# Business Analysis based on 192.com listings

The following workbook 

+ takes saved 192.com webpages, 
+ extracts relevant data, 
+ removes partial / missing data, and
+ saves a csv file of the results, ready for further analysis.

## requirements:

1 or more html pages saved in the same directory as this notebook (recursive searching not implemented)

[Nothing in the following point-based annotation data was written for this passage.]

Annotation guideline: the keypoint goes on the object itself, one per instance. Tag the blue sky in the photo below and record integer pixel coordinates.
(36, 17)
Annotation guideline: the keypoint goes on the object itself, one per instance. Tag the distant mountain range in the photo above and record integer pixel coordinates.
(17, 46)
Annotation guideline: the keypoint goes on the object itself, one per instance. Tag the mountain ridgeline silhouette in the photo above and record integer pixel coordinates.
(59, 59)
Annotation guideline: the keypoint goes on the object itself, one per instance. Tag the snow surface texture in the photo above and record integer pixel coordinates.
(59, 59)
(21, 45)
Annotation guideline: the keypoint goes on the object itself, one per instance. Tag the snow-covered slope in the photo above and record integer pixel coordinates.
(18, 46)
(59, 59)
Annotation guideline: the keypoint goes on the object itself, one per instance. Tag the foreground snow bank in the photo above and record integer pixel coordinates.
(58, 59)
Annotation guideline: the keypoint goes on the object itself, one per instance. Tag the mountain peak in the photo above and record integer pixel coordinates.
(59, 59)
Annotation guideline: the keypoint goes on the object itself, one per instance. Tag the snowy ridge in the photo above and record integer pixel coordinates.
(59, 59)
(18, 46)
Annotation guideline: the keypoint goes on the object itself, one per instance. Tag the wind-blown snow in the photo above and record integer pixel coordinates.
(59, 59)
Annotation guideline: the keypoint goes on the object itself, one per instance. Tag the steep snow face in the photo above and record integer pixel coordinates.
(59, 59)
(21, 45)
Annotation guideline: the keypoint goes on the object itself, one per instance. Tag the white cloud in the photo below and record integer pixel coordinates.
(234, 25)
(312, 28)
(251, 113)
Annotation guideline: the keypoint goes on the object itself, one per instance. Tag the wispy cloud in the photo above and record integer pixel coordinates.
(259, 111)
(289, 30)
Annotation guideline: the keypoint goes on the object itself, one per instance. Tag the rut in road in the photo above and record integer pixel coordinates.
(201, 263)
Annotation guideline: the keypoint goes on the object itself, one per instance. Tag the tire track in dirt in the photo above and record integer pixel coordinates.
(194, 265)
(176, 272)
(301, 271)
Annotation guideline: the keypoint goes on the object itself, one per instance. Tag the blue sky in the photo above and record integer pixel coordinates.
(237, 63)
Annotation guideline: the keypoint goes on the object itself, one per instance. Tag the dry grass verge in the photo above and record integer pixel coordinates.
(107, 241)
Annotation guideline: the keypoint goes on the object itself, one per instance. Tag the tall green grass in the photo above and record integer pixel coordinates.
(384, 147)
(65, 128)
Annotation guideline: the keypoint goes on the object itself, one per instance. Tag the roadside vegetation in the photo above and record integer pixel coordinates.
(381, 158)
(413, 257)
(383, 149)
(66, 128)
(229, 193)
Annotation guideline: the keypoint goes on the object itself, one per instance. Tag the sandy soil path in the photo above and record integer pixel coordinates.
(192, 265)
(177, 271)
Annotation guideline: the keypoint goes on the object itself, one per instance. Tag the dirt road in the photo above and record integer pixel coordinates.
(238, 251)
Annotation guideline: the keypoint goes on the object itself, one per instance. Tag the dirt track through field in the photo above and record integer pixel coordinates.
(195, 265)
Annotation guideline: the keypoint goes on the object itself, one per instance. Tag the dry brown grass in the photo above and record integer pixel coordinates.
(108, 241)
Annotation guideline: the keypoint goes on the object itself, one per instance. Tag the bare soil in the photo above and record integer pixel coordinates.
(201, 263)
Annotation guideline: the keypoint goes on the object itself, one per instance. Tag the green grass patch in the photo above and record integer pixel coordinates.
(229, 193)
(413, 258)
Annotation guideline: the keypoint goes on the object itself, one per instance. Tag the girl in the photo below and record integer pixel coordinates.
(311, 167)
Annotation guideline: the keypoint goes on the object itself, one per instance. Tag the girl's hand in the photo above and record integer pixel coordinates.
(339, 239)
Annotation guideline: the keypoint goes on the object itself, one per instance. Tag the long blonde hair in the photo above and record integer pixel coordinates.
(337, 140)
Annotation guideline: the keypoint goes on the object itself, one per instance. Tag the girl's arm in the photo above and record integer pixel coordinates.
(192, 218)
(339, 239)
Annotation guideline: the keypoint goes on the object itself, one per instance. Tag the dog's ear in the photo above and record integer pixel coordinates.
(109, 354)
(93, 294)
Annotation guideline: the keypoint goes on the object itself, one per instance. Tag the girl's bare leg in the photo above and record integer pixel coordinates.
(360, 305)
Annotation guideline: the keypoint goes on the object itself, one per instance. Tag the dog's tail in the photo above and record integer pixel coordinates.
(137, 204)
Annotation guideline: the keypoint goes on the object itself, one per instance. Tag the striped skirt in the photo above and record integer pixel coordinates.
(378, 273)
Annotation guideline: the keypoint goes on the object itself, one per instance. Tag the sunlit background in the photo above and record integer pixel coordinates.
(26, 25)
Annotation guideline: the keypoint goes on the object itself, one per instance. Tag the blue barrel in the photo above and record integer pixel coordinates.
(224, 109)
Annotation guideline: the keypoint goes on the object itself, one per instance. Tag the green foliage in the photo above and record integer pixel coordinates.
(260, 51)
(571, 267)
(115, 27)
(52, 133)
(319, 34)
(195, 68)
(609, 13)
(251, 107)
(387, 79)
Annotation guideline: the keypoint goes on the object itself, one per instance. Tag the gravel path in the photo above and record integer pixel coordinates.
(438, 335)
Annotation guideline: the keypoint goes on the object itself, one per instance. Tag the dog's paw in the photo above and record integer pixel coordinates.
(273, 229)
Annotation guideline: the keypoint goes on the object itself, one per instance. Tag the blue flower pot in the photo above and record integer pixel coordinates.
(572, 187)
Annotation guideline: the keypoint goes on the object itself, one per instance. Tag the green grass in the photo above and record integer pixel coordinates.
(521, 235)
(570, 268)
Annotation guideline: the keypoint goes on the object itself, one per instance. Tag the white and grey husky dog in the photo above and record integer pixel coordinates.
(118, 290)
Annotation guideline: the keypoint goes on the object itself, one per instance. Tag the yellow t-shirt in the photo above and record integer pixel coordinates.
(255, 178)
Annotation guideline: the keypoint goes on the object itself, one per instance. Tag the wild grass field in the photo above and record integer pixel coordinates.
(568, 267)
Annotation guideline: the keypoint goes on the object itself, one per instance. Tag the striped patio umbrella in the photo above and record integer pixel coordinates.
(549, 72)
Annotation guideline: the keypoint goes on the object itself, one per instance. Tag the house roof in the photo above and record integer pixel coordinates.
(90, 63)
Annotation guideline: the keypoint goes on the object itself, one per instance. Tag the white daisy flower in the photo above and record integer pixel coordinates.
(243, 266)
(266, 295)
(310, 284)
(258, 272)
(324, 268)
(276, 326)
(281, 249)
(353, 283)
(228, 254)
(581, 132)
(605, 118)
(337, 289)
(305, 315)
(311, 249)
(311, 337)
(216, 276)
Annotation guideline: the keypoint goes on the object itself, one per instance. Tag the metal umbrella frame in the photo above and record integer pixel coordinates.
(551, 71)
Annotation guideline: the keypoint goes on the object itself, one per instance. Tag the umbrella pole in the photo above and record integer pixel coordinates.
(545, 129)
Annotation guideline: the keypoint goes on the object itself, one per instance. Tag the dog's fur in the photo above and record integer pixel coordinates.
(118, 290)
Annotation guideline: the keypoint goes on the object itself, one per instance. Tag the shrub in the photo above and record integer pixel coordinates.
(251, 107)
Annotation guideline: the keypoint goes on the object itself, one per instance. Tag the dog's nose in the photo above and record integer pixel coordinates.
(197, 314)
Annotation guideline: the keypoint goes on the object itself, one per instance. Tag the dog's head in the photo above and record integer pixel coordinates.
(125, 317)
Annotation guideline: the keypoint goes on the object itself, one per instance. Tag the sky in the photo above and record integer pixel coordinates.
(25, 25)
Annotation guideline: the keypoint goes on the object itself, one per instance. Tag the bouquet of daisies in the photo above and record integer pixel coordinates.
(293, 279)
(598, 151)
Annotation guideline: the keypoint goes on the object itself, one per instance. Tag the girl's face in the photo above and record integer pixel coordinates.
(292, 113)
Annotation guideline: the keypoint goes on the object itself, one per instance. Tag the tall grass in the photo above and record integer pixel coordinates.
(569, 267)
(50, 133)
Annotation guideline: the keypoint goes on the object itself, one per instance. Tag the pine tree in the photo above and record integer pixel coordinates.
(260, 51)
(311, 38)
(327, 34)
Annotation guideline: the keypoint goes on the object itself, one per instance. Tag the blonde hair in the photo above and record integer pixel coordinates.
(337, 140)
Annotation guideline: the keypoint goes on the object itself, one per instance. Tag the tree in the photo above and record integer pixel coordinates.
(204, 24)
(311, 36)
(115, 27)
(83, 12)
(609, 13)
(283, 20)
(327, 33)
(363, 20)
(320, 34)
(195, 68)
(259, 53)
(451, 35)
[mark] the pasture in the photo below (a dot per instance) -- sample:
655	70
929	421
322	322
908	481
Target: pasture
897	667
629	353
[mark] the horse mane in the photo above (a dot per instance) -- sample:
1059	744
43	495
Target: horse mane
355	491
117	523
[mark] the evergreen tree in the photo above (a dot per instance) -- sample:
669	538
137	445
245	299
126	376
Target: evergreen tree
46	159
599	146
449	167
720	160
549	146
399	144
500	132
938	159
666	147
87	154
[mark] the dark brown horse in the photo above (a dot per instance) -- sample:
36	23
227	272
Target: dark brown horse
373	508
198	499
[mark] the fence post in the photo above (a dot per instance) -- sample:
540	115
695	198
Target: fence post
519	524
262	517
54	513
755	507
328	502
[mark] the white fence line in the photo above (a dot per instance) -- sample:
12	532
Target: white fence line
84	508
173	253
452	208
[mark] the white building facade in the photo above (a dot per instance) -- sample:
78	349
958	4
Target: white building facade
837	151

Successfully tested in Ubuntu 19.04 and Windows 10

In [1]:
from bs4 import BeautifulSoup
import pandas as pd
import numpy as np
from os import listdir

In [2]:
out_csv='listings.csv'

#create a list of all filenames that have an extension of '.'
pages = [f for f in listdir('.') if f.split('.')[-1]=='html']

In [3]:
listOfLists=[]
for page in pages:
    soup = BeautifulSoup(open(page).read(), "html.parser")
    listings  = soup.findAll('li',{}) # *almost* everything in a list is a business
    for listing in listings:
        innerList=[]
        business = listing.find('h3')
        sector   = listing.find('div', {'class':'test-ont-business-result-market-sector'})
        address  = listing.find('div', {'class':'test-ont-business-result-address'})
        if business != None:
            innerList.append(business.text)
            if sector != None:
                innerList.append(sector.text)
            if address != None:
                innerList.append(address.text)
                innerList.append(address.text.split(',')[-1]) # store the postcode separately
            listOfLists.append(innerList)


In [4]:
df=pd.DataFrame(listOfLists, columns=["Business", "Sector", "full_addr", "Postcode"])
df.to_csv('Temp.csv')
print(df.shape)
#no duplicates, or blanks
df.replace('', np.nan, inplace=True) 
# data is is 90% empty strings, we can't use partial data, so need to delete it
df.drop_duplicates(inplace=True)
df.dropna(inplace=True)

#BB11 postcodes only
burnley_only=df[df['Postcode'].str.contains('BB11')] # blunt, may nneed tweaking.

# remove Manufacturers and Suppliers and Headquarters
no_s=~df['Sector'].str.contains('Supplier')      #No suppliers
no_m=~df['Sector'].str.contains('Manufacture')   #No manufacturers
no_h=~df['Business'].str.contains('Headquarters')#No headquarters

no_smh=no_s&no_m&no_h
cust_only=burnley_only[no_smh]

cust_only.shape



(2445, 4)




(265, 4)

In [5]:
# our index is meaningless now that we have dropped multiple groups of data.  
cust_only.to_csv(out_csv, index=False)